I was trying to benchmark things myself the day before this was posted, so I thought I’d share some things.
I was doing the perf record --call-graph=dwarf
+ profiler.firefox.com option. But right off the bat, 25% of the time was apparently spent in functions whose callstack was messed up, just one frame not descending from the main function. And of course, profiles are large and super slow to compute even for executions of 1-2s, because dwarf.
I ended figuring out this way of getting a compiler with frame pointers, re-building all the libraries with it, and asking dune to use it (after fruitlessly searching for documentation and a fair amount of confusion):
$ opam switch create 5.1.1+fp ocaml.5.1.1 ocaml-option-fp && eval $(opam env)
$ ocamopt -config | grep -i frame # should be true
# might need to throw in a opam reinstall ocaml-config ocaml if that comes out "false"?
# not sure if I got confused or what
$ opam install --deps-only --switch 5.1.1+fp --locked ./$package.opam
$ eval $(OPAMSWITCH=5.1.1+fp opam env)
$ dune build
That solved the messed-up callstack problem (99% of the time is properly reported). It also fixes the slowness (perf script takes 0.5s instead of 45s before).
The missing line numbers is clearly a problem. The suggestion in the post sadly doesn’t work for me: the perf command is unusably slow (it seems to be calling /usr/bin/addr2line as fast as possible. For every stack maybe? no idea). I’ve been making do with this sort of things:
$ gdb ../../_build/default/path/my.exe <<< 'break camlMylib__Mymodule.fun_9651' | grep -m 1 '(gdb)'
(gdb) Breakpoint 1 at 0x612290: file path/my.ml, line 416.
On the scale of fun, I would probably not give my workflow a 9651…
I had also tried magic-trace with no success. In normal intel processor trace mode, the control flow is so confused that it’s not usable (maybe because of ocaml 5? There should be very little effects, and none of it interleaved with the computation of interest.

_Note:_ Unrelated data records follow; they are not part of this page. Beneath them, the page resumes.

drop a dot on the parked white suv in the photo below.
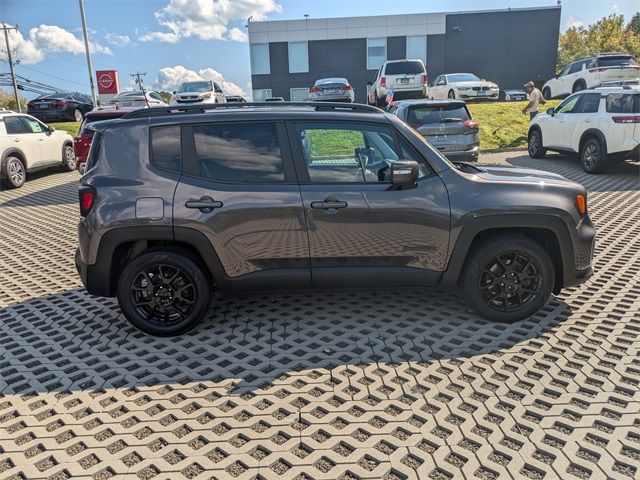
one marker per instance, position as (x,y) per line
(602,125)
(202,91)
(405,78)
(590,72)
(28,145)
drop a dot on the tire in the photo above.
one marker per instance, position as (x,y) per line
(593,156)
(147,291)
(494,279)
(536,150)
(15,173)
(68,158)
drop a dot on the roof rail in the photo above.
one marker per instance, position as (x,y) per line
(317,106)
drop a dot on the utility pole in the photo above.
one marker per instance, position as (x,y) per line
(138,80)
(86,48)
(13,75)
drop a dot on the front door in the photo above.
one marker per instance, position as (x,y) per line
(362,229)
(239,188)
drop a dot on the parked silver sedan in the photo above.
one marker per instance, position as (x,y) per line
(332,90)
(445,124)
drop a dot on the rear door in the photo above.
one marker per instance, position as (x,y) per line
(239,188)
(361,228)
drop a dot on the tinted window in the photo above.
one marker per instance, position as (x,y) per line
(426,114)
(14,125)
(404,68)
(623,103)
(165,147)
(589,104)
(347,154)
(240,153)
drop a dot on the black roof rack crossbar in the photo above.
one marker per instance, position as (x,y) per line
(202,108)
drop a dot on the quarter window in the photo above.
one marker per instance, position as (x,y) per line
(376,52)
(165,148)
(349,153)
(239,153)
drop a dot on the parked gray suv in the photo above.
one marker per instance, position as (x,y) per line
(177,203)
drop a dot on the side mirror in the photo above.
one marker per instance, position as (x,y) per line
(404,173)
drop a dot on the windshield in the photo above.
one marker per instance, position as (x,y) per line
(428,114)
(404,68)
(462,77)
(198,87)
(620,60)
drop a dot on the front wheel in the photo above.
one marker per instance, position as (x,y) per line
(536,150)
(164,293)
(593,156)
(508,278)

I didn’t test with ocaml 4. I don’t think I’m using exceptions for control flow). In sampling mode, the profiles might be meaningful, but all the symbols come out as [unknow]
.
Overall, I was able to profile, but I’d say it’d be useful to improve https://v3.ocaml.org/docs/profiling to contain the kind of information in this thread. Probably renaming that page from “profiling” to “understanding the runtime”, since it hardly talks about profiling, and making a new profiling page from the bit of profiling information from the initial page and this thread.
More generally, IMO it’d also be easier if it wasn’t necessary to interact with opam here. I just want to say dune build --ocaml-config=fp
, and that could internally ask opam to grab stuff as necessary. But there seems to be a mismatch between what I want and what opam wants.

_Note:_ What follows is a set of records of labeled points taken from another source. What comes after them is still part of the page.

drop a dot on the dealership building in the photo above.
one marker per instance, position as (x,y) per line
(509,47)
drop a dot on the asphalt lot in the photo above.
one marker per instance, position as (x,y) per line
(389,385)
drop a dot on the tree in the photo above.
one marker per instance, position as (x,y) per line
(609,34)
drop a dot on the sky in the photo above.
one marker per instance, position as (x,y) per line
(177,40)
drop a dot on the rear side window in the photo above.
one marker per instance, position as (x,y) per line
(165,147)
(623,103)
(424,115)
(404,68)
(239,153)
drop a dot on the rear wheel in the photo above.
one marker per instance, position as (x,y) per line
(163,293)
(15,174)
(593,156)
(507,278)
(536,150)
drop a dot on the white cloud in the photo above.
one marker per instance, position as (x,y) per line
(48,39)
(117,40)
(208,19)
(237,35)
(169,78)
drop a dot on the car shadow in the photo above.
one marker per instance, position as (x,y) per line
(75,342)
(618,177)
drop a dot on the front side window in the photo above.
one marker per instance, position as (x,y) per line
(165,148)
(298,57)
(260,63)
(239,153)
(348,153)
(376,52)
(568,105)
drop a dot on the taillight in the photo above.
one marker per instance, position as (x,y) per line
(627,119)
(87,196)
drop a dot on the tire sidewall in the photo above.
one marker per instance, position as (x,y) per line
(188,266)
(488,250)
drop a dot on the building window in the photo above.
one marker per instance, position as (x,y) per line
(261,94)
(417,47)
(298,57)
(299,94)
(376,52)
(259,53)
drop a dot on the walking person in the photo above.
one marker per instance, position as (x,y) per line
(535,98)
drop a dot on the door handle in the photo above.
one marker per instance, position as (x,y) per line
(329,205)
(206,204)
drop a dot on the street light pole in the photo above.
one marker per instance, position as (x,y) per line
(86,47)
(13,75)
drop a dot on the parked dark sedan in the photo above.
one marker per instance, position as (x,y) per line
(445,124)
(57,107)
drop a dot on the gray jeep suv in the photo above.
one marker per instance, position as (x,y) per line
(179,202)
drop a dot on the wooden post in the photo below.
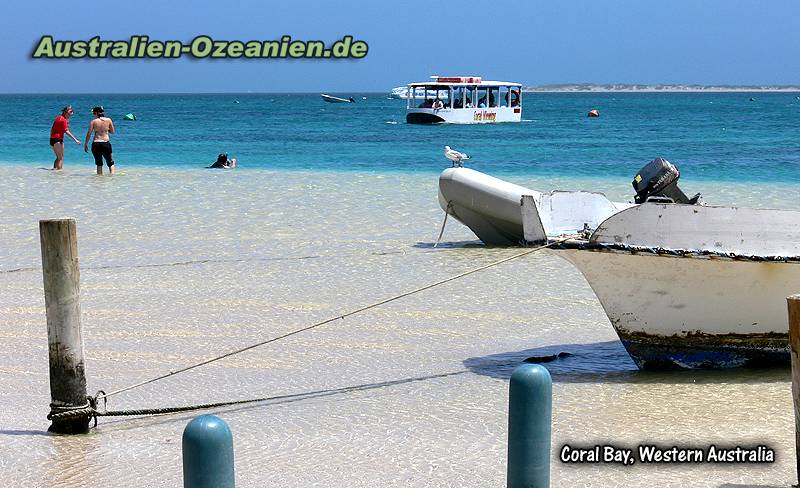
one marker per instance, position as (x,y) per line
(62,302)
(794,341)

As a user mostly unfamiliar with the open source ocaml ecosystem, I want the source of truth for which packages should be available to be my dune files + my lock file (i.e. no concept of opam switch or opam package file is necessary. I thought the dune opam file generation might do some of that, but it seems to require you to go through your dune files to find dependencies for some reason). opam would simply manage a cache of these things.
Whereas opam seems to really want switches to be a user facing concept, which has an identity/state, and that you can sync explictly with your own state using opam lock
, opam install --locked
(and also opam switch import/export
, which I guess are not the same thing?).